On Tuesday, Health Canada announced it had suspended the company’s drug testing licence over falsified tests on 53 products or ingredients. Ottawa also ordered the lab’s customers to stop selling the products temporarily pending a review.
Chemi said the false tests were linked to one of the company’s 24 employees, who has been fired. The company, headquartered near Pearson Airport, has also lost one of its customers, which is looking for another lab to test its drugs.
Since the licence suspension, Stavrikov said the company has done a report on the Health Canada observations and revised procedures and training.
“The system was really in place for 11 years,” she said. “It was working. Now we have to prevent the system from individuals’ intentions, to be stopped right away.”
Stavrikov said the company had three successful audits from Health Canada in the past and the one employee behind the falsified tests was fired Nov. 20.
On Wednesday, Mississauga drug firm Septa Pharmaceutical Inc. issued a statement saying “we do not believe our products to be affected by the issues that are facing Chemi Pharmaceuticals.”
“We have immediately ceased any relationship with Chemi Pharmaceutical and we are in the process of qualifying a new testing laboratory,” said president and CEO Devinder Kumar.
The generic drug maker located on Van Deemter Court said it has also met Health Canada’s request and stopped selling products tested at Chemi while they verify compliance.
However, Stavrikov said Septa was the only client that had moved its business elsewhere when she spoke on Wednesday. The others “have been very supportive,” she said. “And they’re treating this as an isolated case.”

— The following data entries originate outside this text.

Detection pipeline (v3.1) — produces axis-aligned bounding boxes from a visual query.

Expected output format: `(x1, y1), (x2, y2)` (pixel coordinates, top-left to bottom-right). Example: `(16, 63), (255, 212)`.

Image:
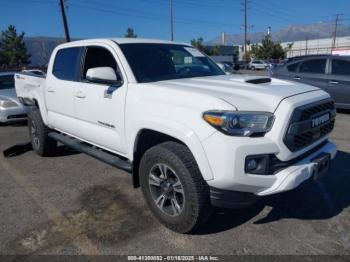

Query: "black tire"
(139, 141), (212, 233)
(28, 109), (57, 156)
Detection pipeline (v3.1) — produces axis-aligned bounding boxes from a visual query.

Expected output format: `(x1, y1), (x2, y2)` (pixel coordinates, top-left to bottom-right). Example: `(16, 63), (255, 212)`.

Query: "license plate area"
(312, 152), (331, 180)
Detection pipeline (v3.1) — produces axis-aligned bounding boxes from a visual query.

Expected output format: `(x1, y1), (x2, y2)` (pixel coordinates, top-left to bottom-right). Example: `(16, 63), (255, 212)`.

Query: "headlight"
(203, 110), (274, 137)
(0, 100), (18, 108)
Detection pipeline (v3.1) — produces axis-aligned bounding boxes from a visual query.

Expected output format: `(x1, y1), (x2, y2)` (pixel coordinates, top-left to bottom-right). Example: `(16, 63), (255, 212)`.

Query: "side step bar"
(48, 132), (132, 173)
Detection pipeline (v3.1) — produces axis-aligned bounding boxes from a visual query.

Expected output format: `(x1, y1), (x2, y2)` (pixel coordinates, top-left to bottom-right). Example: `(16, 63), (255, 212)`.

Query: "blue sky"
(1, 0), (349, 43)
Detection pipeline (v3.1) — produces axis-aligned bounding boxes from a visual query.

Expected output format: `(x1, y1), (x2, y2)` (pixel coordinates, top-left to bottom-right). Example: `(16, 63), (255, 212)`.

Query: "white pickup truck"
(15, 38), (337, 233)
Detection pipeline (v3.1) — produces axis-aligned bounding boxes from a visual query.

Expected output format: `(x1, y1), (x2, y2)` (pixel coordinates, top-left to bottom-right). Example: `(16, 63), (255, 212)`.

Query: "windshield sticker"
(184, 47), (205, 57)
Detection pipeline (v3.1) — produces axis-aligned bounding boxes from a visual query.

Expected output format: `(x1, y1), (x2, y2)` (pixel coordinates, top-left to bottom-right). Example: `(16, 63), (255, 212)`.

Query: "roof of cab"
(57, 38), (191, 48)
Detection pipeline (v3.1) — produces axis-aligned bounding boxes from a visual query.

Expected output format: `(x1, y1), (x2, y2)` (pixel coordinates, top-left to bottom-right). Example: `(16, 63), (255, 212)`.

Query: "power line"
(69, 1), (239, 28)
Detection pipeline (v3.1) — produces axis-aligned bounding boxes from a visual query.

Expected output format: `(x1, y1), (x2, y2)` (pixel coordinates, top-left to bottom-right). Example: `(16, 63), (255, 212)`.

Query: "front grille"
(284, 99), (335, 152)
(300, 101), (335, 121)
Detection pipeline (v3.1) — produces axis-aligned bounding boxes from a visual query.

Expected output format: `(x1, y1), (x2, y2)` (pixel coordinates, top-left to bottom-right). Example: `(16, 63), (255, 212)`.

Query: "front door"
(73, 45), (127, 154)
(295, 58), (329, 91)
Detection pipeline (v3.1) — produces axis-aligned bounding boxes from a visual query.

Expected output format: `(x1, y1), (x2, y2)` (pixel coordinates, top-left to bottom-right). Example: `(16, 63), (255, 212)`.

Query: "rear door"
(294, 58), (329, 90)
(46, 47), (82, 133)
(73, 44), (127, 153)
(328, 57), (350, 108)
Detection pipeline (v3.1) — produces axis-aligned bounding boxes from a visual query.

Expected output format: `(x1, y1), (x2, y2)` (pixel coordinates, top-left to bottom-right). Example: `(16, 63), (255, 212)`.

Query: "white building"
(237, 35), (350, 60)
(281, 36), (350, 58)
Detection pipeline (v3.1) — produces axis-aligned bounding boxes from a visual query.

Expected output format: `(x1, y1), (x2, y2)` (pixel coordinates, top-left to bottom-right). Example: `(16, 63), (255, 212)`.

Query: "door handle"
(329, 80), (339, 85)
(293, 76), (301, 80)
(75, 91), (86, 98)
(47, 86), (55, 93)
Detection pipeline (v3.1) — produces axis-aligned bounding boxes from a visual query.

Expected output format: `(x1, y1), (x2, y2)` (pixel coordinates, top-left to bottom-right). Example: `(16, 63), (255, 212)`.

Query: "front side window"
(299, 59), (327, 74)
(332, 59), (350, 76)
(0, 75), (14, 90)
(82, 46), (121, 81)
(53, 47), (81, 81)
(119, 43), (224, 83)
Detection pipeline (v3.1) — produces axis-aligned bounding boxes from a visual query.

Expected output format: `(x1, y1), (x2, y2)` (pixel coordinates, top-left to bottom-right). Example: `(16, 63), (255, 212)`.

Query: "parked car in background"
(235, 60), (250, 70)
(271, 55), (350, 109)
(0, 72), (30, 123)
(249, 60), (269, 70)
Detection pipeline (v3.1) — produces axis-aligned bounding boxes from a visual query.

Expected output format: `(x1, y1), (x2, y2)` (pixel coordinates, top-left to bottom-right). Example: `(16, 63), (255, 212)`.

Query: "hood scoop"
(245, 77), (271, 84)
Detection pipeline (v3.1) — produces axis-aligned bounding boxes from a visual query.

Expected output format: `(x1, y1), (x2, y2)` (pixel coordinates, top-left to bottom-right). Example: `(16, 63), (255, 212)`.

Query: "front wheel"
(139, 142), (212, 233)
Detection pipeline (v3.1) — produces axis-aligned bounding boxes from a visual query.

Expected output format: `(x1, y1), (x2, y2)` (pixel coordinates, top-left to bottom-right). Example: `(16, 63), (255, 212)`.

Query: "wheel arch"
(130, 127), (214, 188)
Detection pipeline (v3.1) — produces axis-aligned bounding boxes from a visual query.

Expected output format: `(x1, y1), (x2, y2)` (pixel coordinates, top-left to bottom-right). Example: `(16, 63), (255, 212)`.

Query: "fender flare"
(127, 117), (214, 181)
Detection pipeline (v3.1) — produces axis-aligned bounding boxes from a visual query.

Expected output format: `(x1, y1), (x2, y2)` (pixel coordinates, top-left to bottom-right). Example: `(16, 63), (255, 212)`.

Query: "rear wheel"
(139, 141), (212, 233)
(28, 109), (57, 156)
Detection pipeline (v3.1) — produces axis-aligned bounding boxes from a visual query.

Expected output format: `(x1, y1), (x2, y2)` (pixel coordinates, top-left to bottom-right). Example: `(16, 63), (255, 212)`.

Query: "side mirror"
(86, 67), (121, 85)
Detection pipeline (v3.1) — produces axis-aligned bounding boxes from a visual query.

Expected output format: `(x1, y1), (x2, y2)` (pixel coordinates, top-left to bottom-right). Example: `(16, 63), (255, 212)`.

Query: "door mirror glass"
(86, 67), (119, 85)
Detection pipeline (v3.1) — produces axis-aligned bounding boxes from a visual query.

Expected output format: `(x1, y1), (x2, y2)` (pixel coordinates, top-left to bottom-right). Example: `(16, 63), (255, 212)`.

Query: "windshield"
(0, 74), (15, 90)
(119, 43), (225, 83)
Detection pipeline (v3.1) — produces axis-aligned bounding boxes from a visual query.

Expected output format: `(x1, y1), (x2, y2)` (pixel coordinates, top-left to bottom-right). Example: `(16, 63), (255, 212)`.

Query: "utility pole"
(169, 0), (174, 41)
(332, 14), (342, 50)
(243, 0), (248, 61)
(59, 0), (70, 42)
(305, 36), (308, 55)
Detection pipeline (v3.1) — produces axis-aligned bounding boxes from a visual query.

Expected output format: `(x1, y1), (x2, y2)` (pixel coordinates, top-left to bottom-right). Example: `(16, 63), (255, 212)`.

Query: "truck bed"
(15, 72), (46, 105)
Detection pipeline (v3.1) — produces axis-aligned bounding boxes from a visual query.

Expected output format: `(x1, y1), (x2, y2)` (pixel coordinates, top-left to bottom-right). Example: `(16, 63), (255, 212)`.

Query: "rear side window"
(332, 59), (350, 75)
(53, 47), (81, 81)
(299, 59), (326, 74)
(0, 75), (14, 89)
(287, 62), (300, 72)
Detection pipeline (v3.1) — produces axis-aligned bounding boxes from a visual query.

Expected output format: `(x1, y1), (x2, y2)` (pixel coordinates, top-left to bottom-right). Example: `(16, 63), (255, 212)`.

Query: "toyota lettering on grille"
(312, 113), (330, 128)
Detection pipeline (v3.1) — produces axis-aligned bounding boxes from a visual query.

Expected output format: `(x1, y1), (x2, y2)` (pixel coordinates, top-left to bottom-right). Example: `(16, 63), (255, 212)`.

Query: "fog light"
(246, 159), (258, 171)
(245, 155), (271, 175)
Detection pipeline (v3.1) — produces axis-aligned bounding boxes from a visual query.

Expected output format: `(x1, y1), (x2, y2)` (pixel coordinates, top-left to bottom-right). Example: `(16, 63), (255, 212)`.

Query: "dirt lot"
(0, 112), (349, 258)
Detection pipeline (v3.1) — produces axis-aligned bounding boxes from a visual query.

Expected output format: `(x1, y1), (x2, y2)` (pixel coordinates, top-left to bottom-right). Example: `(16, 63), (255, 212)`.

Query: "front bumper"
(0, 105), (30, 123)
(205, 138), (336, 208)
(202, 129), (336, 195)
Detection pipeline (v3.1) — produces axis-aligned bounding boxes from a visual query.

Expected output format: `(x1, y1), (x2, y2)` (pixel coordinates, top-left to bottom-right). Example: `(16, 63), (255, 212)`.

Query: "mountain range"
(207, 23), (350, 45)
(24, 23), (350, 65)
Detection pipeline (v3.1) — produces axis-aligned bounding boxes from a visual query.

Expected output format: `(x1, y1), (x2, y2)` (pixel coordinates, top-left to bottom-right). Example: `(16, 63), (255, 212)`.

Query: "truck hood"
(151, 75), (320, 112)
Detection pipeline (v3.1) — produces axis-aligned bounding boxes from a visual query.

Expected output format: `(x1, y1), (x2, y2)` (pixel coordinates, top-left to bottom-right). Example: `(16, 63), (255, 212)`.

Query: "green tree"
(0, 25), (30, 67)
(249, 34), (287, 60)
(190, 37), (212, 55)
(125, 27), (137, 38)
(211, 45), (220, 56)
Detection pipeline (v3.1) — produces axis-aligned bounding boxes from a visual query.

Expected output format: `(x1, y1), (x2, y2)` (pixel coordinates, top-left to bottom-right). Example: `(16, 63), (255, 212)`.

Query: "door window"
(82, 46), (121, 81)
(332, 59), (350, 75)
(52, 47), (81, 81)
(299, 59), (326, 74)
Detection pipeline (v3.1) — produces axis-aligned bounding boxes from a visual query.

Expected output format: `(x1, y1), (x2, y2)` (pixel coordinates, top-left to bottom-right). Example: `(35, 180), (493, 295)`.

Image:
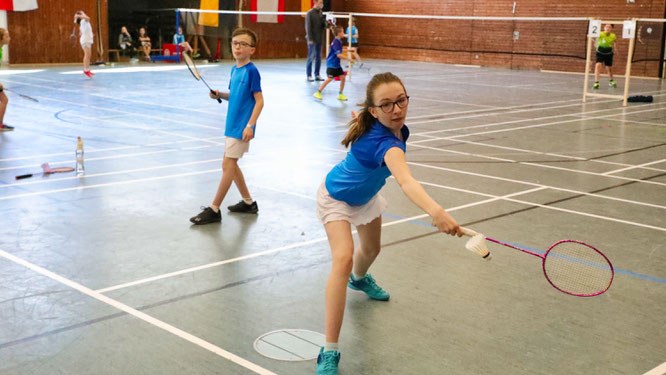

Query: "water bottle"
(76, 136), (85, 176)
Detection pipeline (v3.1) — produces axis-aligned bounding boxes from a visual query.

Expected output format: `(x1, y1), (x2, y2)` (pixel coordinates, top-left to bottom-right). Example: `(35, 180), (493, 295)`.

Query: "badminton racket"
(4, 88), (38, 102)
(183, 53), (222, 103)
(15, 163), (74, 180)
(461, 227), (613, 297)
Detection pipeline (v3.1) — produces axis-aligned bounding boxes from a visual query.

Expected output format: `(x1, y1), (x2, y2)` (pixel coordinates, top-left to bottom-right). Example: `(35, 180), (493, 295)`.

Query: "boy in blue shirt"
(190, 28), (264, 225)
(314, 26), (353, 101)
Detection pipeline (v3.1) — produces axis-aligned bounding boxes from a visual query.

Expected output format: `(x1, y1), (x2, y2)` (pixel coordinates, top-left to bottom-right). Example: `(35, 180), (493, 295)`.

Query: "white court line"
(0, 169), (221, 201)
(415, 135), (666, 173)
(602, 159), (666, 176)
(642, 362), (666, 375)
(407, 161), (666, 232)
(0, 137), (224, 163)
(407, 89), (665, 126)
(409, 95), (666, 134)
(0, 147), (213, 172)
(0, 249), (277, 375)
(408, 95), (500, 108)
(595, 117), (666, 127)
(406, 97), (597, 120)
(1, 158), (223, 189)
(16, 75), (222, 116)
(96, 186), (546, 294)
(0, 83), (222, 131)
(409, 139), (666, 189)
(407, 143), (666, 209)
(418, 105), (666, 142)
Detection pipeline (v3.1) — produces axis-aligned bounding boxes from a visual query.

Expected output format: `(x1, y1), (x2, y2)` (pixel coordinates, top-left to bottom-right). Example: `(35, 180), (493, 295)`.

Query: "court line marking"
(602, 159), (666, 176)
(16, 75), (223, 116)
(95, 186), (545, 294)
(406, 97), (608, 120)
(0, 79), (222, 130)
(594, 117), (666, 127)
(0, 137), (225, 163)
(408, 139), (666, 188)
(407, 143), (666, 210)
(642, 362), (666, 375)
(1, 158), (223, 189)
(409, 96), (666, 134)
(408, 89), (665, 125)
(413, 134), (666, 173)
(0, 248), (278, 375)
(408, 161), (666, 232)
(408, 95), (501, 108)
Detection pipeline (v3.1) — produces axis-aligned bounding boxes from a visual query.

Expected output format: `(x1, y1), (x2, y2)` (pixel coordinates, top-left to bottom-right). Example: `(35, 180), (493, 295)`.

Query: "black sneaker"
(189, 206), (221, 225)
(315, 76), (325, 81)
(227, 200), (258, 214)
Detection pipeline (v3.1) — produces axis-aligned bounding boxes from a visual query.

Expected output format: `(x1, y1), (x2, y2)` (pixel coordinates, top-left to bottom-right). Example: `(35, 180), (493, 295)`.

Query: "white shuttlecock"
(461, 227), (492, 260)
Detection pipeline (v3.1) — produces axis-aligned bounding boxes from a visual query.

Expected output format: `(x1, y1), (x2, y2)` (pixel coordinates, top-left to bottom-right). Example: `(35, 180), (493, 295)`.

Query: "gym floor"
(1, 59), (665, 375)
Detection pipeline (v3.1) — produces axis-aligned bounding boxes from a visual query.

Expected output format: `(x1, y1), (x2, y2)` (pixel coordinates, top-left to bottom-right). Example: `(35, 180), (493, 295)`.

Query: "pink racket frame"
(485, 238), (614, 297)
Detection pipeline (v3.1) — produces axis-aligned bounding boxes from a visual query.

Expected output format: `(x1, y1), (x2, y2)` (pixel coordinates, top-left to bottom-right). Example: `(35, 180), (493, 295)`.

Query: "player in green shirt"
(593, 24), (617, 89)
(0, 28), (12, 132)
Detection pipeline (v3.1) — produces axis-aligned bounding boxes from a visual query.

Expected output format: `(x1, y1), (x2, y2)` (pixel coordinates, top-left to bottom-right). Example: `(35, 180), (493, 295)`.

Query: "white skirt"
(316, 181), (387, 227)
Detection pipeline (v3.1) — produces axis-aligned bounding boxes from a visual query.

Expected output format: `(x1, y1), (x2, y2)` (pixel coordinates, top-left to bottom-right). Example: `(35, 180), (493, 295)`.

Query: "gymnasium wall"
(340, 0), (666, 77)
(7, 0), (109, 64)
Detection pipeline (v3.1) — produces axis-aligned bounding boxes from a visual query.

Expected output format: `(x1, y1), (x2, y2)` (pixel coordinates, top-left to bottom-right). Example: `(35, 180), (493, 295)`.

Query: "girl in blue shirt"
(314, 72), (463, 374)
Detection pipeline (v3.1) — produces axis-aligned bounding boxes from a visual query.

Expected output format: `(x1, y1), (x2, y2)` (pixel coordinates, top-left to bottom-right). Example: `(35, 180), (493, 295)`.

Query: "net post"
(622, 19), (637, 107)
(176, 9), (181, 60)
(583, 20), (594, 103)
(326, 15), (330, 62)
(583, 36), (593, 103)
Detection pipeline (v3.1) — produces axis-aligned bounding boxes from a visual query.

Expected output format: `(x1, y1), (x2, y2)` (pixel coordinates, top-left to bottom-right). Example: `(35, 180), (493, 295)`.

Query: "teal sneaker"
(348, 273), (390, 301)
(316, 348), (340, 375)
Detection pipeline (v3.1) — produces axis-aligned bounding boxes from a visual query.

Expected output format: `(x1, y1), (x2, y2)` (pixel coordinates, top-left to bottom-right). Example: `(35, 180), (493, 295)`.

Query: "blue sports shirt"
(225, 62), (262, 139)
(346, 26), (358, 43)
(325, 120), (410, 206)
(326, 38), (342, 69)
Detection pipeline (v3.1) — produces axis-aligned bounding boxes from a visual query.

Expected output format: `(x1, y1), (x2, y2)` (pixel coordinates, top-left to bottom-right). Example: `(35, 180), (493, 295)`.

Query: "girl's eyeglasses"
(374, 96), (409, 113)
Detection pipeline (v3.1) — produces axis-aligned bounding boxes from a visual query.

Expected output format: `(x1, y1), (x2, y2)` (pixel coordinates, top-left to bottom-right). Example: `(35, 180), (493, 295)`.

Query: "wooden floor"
(0, 59), (665, 375)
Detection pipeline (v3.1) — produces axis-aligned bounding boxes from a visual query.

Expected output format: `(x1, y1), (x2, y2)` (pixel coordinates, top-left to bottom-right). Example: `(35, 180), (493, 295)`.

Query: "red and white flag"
(0, 0), (38, 11)
(251, 0), (284, 23)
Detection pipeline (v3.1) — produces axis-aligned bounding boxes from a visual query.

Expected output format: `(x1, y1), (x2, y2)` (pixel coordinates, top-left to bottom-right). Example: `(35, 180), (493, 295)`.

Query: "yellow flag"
(199, 0), (219, 27)
(301, 0), (312, 17)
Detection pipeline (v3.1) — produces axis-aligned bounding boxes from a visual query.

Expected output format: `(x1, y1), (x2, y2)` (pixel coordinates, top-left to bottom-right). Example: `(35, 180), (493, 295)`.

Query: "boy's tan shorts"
(224, 137), (250, 159)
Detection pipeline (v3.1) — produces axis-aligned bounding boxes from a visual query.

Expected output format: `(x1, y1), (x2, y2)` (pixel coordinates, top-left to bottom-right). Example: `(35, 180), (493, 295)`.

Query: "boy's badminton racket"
(461, 227), (613, 297)
(15, 163), (74, 180)
(183, 53), (222, 103)
(4, 88), (38, 102)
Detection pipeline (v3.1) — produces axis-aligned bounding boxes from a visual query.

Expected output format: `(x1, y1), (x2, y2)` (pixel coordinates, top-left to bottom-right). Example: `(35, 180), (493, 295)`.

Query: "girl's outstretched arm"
(385, 147), (462, 236)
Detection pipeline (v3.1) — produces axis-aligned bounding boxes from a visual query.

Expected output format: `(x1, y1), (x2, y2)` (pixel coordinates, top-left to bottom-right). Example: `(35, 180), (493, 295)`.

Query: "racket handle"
(15, 174), (33, 180)
(460, 227), (479, 237)
(211, 90), (222, 103)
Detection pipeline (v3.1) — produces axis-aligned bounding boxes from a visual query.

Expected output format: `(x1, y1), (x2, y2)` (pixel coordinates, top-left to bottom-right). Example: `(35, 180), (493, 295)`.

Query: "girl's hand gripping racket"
(183, 53), (222, 103)
(460, 227), (614, 297)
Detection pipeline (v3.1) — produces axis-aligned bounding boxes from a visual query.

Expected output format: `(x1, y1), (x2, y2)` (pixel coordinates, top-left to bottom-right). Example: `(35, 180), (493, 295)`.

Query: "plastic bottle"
(76, 136), (85, 176)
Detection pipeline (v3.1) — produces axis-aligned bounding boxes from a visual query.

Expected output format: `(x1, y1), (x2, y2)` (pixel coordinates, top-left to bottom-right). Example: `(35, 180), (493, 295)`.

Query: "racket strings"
(543, 241), (613, 296)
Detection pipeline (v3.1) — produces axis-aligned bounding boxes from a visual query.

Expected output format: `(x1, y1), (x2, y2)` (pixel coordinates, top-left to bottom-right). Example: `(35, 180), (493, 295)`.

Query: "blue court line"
(381, 213), (666, 285)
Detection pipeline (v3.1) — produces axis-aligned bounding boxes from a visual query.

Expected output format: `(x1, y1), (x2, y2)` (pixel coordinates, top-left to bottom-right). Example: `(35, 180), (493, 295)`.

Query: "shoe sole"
(189, 218), (221, 225)
(227, 210), (258, 214)
(347, 282), (390, 301)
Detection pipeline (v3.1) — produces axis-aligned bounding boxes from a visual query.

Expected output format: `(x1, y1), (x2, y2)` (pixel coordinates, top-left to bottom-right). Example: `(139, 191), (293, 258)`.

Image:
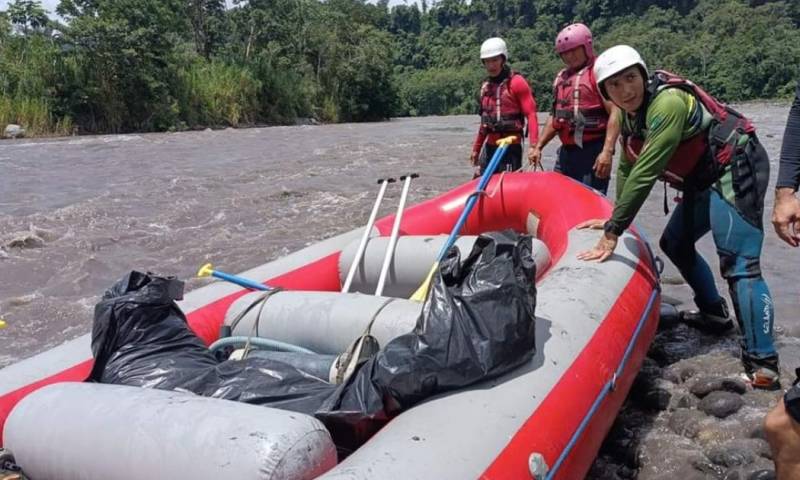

Paul Grootendorst, University of Toronto associate professor of pharmaceutical economics, said the company will have to do some serious work to repair its reputation, including more staff oversight.
“If one person was able to sign off on the inspections, there’s not someone else double checking the results, then the internal controls seem questionable,” he said.
Grootendorst said while Chemi has to overhaul its quality assurance procedures, it could be difficult to stop an employee determined to cause problems. “If they’re serious enough, they could cause havoc in many different situations,” he said. “People are capable of doing a lot of strange things.”